A partir de mes acquis du séminaire, j’ai appris à leur école à être direct dans mes enseignements et prédications, à être simple dans mes rapports avec eux et surtout à cultiver l’écoute et l’accompagnement. Je ne crois pas avoir été vraiment plus que mes prédécesseurs mais j’estime que beaucoup a été fait. Je reconnais aussi avoir été beaucoup soutenu dans la fécondité de ma vie sacerdotale par les jeunes ; parce que autant vous êtes exigeant vis-à-vis d’eux, autant ils le sont vis-à-vis de vous. J’en revois qui me disent, « nous avons appris telles choses d’une tierce personne ; mais de vous, jamais nous n’allons tolérer une chose pareille. » Si je me suis efforcé de veiller sur eux autant ils me l’ont fait. Ce qui n’a pas pu aboutir, que Dieu fasse croître cela avec les nouveaux instruments qu’il aura suscités lui-même.
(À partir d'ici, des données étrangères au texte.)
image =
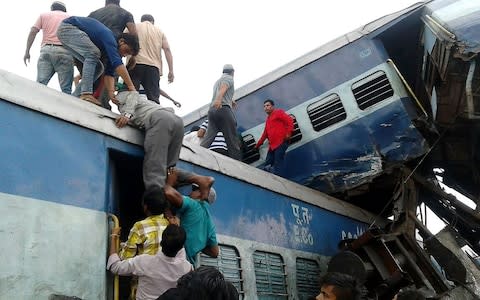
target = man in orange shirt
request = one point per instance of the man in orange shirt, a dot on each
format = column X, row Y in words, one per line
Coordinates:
column 278, row 130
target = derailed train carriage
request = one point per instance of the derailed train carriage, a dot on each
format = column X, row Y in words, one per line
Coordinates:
column 395, row 100
column 385, row 117
column 66, row 167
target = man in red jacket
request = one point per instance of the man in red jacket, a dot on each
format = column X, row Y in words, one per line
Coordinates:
column 278, row 130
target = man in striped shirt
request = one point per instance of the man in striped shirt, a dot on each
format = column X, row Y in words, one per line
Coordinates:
column 218, row 145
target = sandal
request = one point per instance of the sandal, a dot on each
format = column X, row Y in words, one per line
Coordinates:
column 91, row 99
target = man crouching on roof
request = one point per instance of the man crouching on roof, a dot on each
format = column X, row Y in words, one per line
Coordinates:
column 163, row 134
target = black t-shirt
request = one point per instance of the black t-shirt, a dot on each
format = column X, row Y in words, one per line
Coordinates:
column 114, row 17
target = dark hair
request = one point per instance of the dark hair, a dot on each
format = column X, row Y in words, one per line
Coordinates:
column 206, row 283
column 117, row 2
column 155, row 200
column 173, row 239
column 58, row 6
column 269, row 101
column 147, row 17
column 345, row 287
column 410, row 294
column 132, row 41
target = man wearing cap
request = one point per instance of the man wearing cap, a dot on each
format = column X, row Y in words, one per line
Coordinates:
column 54, row 58
column 278, row 130
column 194, row 217
column 220, row 114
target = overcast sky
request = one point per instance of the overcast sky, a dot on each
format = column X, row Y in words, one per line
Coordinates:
column 256, row 36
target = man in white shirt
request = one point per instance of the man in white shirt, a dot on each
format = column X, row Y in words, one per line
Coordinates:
column 156, row 273
column 148, row 67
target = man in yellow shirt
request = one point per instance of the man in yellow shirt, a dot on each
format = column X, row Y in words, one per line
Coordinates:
column 146, row 235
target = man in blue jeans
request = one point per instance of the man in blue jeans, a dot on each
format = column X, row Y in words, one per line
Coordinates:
column 89, row 41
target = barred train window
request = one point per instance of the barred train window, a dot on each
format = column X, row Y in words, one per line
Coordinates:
column 250, row 153
column 308, row 273
column 372, row 89
column 326, row 112
column 270, row 276
column 296, row 134
column 227, row 262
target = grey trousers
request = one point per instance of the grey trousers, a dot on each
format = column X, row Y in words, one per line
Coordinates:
column 223, row 120
column 162, row 145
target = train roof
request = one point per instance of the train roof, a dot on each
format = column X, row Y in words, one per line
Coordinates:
column 343, row 40
column 459, row 24
column 37, row 97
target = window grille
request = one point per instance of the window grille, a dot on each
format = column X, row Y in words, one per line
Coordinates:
column 296, row 134
column 372, row 89
column 250, row 153
column 270, row 276
column 326, row 112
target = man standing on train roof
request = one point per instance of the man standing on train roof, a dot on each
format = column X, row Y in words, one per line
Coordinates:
column 89, row 40
column 54, row 58
column 220, row 114
column 115, row 18
column 163, row 134
column 278, row 130
column 148, row 67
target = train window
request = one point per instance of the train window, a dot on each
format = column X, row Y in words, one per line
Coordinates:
column 372, row 89
column 297, row 134
column 308, row 272
column 326, row 112
column 250, row 153
column 270, row 276
column 227, row 262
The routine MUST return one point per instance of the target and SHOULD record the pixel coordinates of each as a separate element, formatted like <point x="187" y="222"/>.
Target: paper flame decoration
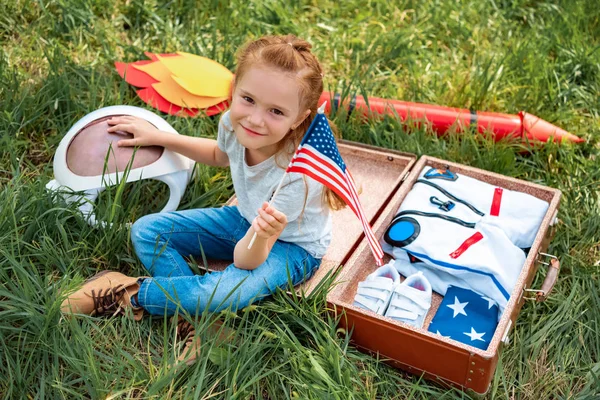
<point x="183" y="84"/>
<point x="179" y="83"/>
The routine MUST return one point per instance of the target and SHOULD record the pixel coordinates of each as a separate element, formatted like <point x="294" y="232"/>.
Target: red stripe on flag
<point x="466" y="244"/>
<point x="318" y="164"/>
<point x="495" y="209"/>
<point x="311" y="162"/>
<point x="344" y="195"/>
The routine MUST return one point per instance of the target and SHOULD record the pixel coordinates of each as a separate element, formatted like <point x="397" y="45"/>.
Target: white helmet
<point x="83" y="163"/>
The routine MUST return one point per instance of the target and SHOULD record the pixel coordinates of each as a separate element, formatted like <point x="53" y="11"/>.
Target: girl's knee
<point x="143" y="230"/>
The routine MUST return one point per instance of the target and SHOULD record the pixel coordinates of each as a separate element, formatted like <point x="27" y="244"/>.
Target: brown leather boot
<point x="106" y="293"/>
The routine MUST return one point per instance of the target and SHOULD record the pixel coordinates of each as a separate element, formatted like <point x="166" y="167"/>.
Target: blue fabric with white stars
<point x="320" y="136"/>
<point x="467" y="317"/>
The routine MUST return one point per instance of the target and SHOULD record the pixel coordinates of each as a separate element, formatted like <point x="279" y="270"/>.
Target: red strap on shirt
<point x="495" y="209"/>
<point x="466" y="244"/>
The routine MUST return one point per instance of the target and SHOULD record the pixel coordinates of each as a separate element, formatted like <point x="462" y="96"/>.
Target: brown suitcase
<point x="387" y="176"/>
<point x="417" y="350"/>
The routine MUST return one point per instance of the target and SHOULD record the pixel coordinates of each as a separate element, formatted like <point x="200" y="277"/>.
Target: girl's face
<point x="265" y="106"/>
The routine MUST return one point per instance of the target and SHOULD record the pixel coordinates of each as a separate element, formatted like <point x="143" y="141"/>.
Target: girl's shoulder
<point x="225" y="122"/>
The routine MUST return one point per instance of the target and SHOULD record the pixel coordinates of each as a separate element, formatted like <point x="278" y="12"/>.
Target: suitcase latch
<point x="550" y="280"/>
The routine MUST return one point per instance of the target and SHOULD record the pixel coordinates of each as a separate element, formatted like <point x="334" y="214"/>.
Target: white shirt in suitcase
<point x="517" y="214"/>
<point x="457" y="252"/>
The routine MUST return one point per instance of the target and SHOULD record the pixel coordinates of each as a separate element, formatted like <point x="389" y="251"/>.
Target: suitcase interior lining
<point x="362" y="263"/>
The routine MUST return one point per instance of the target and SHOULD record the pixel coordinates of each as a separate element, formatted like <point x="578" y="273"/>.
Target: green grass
<point x="56" y="65"/>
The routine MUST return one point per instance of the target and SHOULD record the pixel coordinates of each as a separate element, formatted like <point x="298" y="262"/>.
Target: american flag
<point x="318" y="157"/>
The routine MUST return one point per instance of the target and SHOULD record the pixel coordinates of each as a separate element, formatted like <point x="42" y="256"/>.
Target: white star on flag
<point x="438" y="332"/>
<point x="458" y="307"/>
<point x="491" y="303"/>
<point x="475" y="335"/>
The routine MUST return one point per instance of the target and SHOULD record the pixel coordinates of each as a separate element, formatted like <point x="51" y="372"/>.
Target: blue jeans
<point x="162" y="240"/>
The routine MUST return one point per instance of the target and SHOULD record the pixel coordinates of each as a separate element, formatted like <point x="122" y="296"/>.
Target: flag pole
<point x="320" y="110"/>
diocese-cotonou.org : Un mot à l’adresse de la jeunesse.
Abbé Ambroise : Chers jeunes, chers amis, cher chacun, cher tous. Je vous aime du plus profond de mon cœur de prêtre. Je vous aimerai toujours. S’il en est ainsi dans les pauvres limites de mon cœur, combien plus vous êtes aimé dans le cœur transpercé de Jésus. Comme au soir du Jeudi Saint, je vous mets tous dans la position de Jean, le plus jeune des apôtres, le disciple bien aimé qui a reposé sa tête sur la poitrine de Jésus ; comme au soir du vendredi saint, je vous mets tous dans la même position de Jean, debout, près de Marie, près de la croix ; et enfin comme au matin de Pâques, je vous mets dans la même position de Jean courant plus vite que Pierre pour aller au tombeau. Il vit et il cru. Je vous aime parce que j’ai compris que Dieu vous aime. Soyez donc toujours prêts à tout sacrifier pour honorer votre foi et votre âge. Ils sont sacrés. Dieu le sait j’en suis témoin !
diocese-cotonou.org : Cher Abbé, nous vous remercions pour cet entretien et au nom de la jeunesse, nous vous disons Au revoir.
Abbé Ambroise : Moi aussi, je vous dit au revoir. Arrivé à Rome, ami et pasteur des jeunes, je me ferai le devoir de prier pour chacun et pour tous.